#5303 closed defect (bug) (fixed)
"Manage > Pages" becomes very slow with hundreds of pages
Reported by: | MartijnD | Owned by: | |
---|---|---|---|
Milestone: | 2.5 | Priority: | normal |
Severity: | normal | Version: | 2.5 |
Component: | General | Keywords: | has-patch |
Focuses: | Cc: |
Description
Apologies if this has been mentioned before, I couldn't find a relevant related bug.
I am currently building a prototype blog / content site that has several hundreds of "Pages"; and things have slown down a lot. With just over 250 pages, generation of "Manage > Pages" takes over 30 seconds, which causes PHP time out errors on the server.

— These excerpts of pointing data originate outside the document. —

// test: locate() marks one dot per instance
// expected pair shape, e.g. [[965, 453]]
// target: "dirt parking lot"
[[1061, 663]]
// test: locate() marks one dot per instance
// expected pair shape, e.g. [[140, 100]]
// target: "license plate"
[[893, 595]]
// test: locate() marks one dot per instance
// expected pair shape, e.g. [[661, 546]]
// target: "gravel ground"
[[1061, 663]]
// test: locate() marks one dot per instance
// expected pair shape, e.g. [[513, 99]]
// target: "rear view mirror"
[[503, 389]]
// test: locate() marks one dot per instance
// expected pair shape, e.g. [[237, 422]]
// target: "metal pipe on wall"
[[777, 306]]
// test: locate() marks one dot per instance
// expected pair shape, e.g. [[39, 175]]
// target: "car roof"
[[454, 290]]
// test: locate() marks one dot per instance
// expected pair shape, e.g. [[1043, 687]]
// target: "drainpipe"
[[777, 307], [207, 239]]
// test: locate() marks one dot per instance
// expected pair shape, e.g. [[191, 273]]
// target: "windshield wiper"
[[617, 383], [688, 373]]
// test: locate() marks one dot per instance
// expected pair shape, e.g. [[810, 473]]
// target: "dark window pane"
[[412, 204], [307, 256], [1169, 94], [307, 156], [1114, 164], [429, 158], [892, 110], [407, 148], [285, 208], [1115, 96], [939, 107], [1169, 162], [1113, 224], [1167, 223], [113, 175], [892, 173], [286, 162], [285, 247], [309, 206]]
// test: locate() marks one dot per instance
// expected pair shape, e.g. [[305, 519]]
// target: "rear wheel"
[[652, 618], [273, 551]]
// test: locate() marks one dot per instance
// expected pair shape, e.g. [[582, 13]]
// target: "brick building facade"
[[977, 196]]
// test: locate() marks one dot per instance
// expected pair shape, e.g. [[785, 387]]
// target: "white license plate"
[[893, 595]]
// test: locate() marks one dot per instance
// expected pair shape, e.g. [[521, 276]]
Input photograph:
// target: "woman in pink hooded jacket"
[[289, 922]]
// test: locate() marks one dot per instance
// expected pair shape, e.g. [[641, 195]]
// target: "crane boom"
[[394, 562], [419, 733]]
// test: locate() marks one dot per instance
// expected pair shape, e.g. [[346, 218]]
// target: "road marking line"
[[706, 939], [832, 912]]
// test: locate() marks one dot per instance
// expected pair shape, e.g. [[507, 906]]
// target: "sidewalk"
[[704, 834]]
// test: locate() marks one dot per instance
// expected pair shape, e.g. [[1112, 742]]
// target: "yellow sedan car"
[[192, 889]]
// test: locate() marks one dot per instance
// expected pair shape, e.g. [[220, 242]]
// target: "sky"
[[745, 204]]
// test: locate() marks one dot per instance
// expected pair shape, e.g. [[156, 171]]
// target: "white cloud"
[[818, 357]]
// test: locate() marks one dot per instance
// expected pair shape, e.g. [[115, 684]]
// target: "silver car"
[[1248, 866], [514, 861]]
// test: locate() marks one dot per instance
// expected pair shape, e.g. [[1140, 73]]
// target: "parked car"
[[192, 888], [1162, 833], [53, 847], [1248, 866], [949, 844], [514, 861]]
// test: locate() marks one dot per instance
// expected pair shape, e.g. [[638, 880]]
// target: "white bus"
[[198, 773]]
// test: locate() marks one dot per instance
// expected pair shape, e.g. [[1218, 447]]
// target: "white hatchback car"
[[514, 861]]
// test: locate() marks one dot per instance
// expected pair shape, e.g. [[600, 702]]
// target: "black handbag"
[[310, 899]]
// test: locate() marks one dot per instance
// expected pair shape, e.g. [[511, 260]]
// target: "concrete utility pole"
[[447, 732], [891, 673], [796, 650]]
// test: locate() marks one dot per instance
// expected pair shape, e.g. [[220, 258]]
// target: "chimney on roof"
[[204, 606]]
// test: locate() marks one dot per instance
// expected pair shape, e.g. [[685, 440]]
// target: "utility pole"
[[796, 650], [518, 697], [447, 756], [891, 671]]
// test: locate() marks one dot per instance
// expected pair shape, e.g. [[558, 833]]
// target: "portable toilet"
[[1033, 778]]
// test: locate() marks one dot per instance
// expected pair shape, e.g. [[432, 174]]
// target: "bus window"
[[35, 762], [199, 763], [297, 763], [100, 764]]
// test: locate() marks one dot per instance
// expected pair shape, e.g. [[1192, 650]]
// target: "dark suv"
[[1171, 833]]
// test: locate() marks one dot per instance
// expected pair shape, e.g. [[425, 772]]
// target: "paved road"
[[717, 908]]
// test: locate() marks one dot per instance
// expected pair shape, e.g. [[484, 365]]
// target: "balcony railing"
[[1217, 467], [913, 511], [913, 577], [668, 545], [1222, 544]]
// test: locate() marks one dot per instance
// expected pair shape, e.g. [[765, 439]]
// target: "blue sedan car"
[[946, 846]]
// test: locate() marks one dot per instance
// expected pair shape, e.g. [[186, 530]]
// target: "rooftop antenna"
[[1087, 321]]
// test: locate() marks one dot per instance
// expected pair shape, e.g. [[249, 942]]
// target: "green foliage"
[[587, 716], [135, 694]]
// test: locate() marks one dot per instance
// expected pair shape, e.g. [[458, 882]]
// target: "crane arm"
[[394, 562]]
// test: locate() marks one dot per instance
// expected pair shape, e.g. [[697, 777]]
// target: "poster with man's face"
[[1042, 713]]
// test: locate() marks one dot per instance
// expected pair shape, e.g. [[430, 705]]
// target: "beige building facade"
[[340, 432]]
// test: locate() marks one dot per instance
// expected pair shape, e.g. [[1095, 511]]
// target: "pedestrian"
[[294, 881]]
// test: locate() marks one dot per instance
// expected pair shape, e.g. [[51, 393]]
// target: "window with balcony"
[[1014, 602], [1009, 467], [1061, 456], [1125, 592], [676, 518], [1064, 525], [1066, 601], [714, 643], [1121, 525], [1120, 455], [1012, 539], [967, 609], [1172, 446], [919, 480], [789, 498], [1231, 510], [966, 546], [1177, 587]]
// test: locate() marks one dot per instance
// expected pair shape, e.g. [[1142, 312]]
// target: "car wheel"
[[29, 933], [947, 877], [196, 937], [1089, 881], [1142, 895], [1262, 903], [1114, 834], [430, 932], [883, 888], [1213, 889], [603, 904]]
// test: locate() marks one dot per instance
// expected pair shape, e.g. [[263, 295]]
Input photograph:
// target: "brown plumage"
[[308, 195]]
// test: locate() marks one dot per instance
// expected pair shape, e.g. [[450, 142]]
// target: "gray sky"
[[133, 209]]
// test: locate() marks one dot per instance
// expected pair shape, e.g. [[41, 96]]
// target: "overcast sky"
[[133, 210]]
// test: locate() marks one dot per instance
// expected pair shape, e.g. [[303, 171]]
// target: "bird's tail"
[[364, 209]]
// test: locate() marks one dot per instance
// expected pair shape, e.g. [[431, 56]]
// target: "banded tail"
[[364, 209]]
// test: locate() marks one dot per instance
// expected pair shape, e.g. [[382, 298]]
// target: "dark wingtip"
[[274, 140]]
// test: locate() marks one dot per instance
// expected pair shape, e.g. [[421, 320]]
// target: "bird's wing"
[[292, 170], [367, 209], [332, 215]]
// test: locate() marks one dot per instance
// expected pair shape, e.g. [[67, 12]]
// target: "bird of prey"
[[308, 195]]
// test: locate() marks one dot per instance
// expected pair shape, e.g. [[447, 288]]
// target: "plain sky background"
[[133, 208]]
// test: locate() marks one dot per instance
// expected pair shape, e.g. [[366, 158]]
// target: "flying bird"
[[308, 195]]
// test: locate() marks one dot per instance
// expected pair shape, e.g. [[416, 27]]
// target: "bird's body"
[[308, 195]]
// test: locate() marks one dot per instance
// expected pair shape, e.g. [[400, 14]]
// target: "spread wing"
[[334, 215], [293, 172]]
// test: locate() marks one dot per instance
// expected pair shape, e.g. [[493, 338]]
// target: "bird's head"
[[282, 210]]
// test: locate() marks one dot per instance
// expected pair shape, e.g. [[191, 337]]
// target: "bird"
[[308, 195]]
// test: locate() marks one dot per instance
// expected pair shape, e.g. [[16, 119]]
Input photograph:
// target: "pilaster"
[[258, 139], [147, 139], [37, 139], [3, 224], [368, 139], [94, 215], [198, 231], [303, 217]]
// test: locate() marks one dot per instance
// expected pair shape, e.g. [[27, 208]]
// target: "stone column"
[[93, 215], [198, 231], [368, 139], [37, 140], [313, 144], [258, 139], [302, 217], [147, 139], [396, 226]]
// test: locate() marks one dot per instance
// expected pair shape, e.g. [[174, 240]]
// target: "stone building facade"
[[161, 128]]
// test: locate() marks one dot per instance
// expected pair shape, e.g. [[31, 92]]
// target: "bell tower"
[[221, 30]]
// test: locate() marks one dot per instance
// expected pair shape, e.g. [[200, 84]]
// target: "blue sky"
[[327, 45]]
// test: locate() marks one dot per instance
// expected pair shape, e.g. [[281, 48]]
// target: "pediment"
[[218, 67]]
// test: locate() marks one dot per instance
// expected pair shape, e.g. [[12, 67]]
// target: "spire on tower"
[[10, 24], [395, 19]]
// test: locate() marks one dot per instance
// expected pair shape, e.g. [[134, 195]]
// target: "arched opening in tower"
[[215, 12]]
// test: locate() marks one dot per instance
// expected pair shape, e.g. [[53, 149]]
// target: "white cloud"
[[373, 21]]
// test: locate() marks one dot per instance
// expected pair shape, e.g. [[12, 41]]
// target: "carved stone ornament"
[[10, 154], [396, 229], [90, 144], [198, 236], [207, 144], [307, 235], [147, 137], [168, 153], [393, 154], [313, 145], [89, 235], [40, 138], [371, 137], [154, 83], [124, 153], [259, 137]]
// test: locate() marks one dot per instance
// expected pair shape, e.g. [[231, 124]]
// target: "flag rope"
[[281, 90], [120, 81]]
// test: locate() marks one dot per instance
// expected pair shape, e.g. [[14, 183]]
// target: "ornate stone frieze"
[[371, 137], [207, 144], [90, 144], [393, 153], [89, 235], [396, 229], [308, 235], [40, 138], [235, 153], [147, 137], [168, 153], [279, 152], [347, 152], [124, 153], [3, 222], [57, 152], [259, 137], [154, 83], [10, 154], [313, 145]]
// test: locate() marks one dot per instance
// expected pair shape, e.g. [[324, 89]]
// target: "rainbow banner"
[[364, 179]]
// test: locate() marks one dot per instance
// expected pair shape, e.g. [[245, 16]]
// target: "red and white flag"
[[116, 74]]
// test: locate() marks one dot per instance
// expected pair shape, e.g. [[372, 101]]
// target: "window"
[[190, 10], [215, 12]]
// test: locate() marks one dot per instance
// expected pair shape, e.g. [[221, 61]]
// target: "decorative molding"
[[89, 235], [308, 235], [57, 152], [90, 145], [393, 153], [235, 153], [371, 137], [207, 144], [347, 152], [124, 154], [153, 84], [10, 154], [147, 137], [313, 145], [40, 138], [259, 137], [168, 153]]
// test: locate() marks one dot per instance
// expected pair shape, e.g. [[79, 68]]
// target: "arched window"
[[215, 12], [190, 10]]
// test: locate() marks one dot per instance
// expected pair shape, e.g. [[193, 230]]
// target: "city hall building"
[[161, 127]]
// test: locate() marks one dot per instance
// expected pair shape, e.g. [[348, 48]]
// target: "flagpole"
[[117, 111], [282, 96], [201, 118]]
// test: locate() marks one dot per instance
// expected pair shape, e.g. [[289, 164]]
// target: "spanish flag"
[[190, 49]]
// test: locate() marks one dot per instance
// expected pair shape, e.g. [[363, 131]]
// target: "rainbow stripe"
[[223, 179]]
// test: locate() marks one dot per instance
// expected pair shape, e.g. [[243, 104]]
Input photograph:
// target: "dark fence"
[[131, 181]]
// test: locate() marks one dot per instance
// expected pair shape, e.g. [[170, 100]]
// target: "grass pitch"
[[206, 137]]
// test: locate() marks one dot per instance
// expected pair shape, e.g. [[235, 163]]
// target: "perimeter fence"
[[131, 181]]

Some profiling shows that most time is spend in:
\wp-admin\includes\template.php
166: function page_rows()
The code for hierarchal display is very inefficient, as it loops over and over the full set of posts to check if a post and a parent are related.
180: if ( $hierarchy && ($post->post_parent != $parent) )
181: continue;
Forcing $hierachy to false reduces the page creation time to 7-8 seconds. Still not great, it should be possible to do this in < 2 seconds.
Please take this as suggestion for improvement.
If I have time, I will look into finding a more efficient piece of code -- for now I still have a couple more pages to add ;-)
Attachments (2)
Change History (21)
#5
@
17 years ago
http://bitsinashortbit.wordpress.com/2007/09/03/first-showcase-of-page-sorting-in-wordpress/
A GSoC student looked at paginating hierarchical content with this problem in mind.
#6
@
17 years ago
- Resolution set to fixed
- Status changed from new to closed
Let N = number of pages
The original algorithm takes O(Nx) where x>=2. That is why it is very slow to display pages when N is large (over 200)
The proposed new algorithm accepts as input pages array sorted by post_parent, ID ASC.
Then splice the array into two trunks:
trunk#1 contains pages whose post_parent is 0
turnk#2 contains pages whose post_parent > 0
For every page is trunk#1, we look into trunk#2 to see if there is a child.
If yes, we display the child page, remove the child page, then recursively examine trunk#2 again to see if there are nested pages to be displayed.
We take advantage of the fact that child pages in trunk#2 is sorted by post_parent,
And use heuristics to enable us to do minimal lookups needed.
The time complexity is optimal for this problem – it is O(N).
Note that this algorithm depends on the assumption that input pages are sorted on post_parent, ID. I just discovered that current wporg core has another bug which can cause cached pages in query results out of order.
#8
@
17 years ago
- Keywords has-patch added
- Milestone changed from 2.5 to 2.4
- Priority changed from low to normal
- Type changed from task to defect
- Version set to 2.4
#9
@
17 years ago
The new patch does not depend on pages being sorted by post_parent,ID.
It is a little slower, but still within O(N) complexity.
Reviewed by Ryan, Matt.
#12
@
17 years ago
- Resolution fixed deleted
- Status changed from closed to reopened
re-opening, leaving for ryan to close.
#13
@
17 years ago
- Resolution set to fixed
- Status changed from reopened to closed
As good as it gets for now. Resolving as fixed.
#14
follow-up:
↓ 17
@
15 years ago
- Cc mihai added
- Milestone changed from 2.5 to 2.8.5
- Resolution fixed deleted
- Status changed from closed to reopened
- Version changed from 2.5 to 2.8.4
that patch may have improved things but with over 7000 pages ( most of them children of one page ) it takes almost 3 minutes to load the page admin.
If no one has a better way of doing this wordpress should offer a no hierarchy display if that's faster. ( maybe include an option in the screen options for this )
#15
@
15 years ago
After using xdebug I found out that the main problem was the function get_page_children . I modified this function to something similar to the idea from http://core.trac.wordpress.org/changeset/6380 decreased the time to 1 minute.
Now it seems like the rest of the time wordpress tries to update the cache with all those 7000 pages. If I just remove the call to update_post_caches in get_posts the load time goes down to 15 seconds. This is finally acceptable . Why does it need to update the cache for all pages when they are displayed in admin ?
#16
@
15 years ago
I agree that get_page_children needs some improvement. Currently it's O(N2).
A better way to improve it is to use a similar algorithm used in walker class.
I will take a shot at this.
#17
in reply to:
↑ 14
@
15 years ago
- Milestone changed from 2.8.5 to 2.5
- Resolution set to fixed
- Status changed from reopened to closed
- Version changed from 2.8.4 to 2.5
mihai & hailin really good info! Please open a new ticket referencing this one, as this ticket resulted in code being checked in to a specific release, and things get messy if reopening for anything but a regression.
Yes, that code is awful. Improvements are definitely welcome.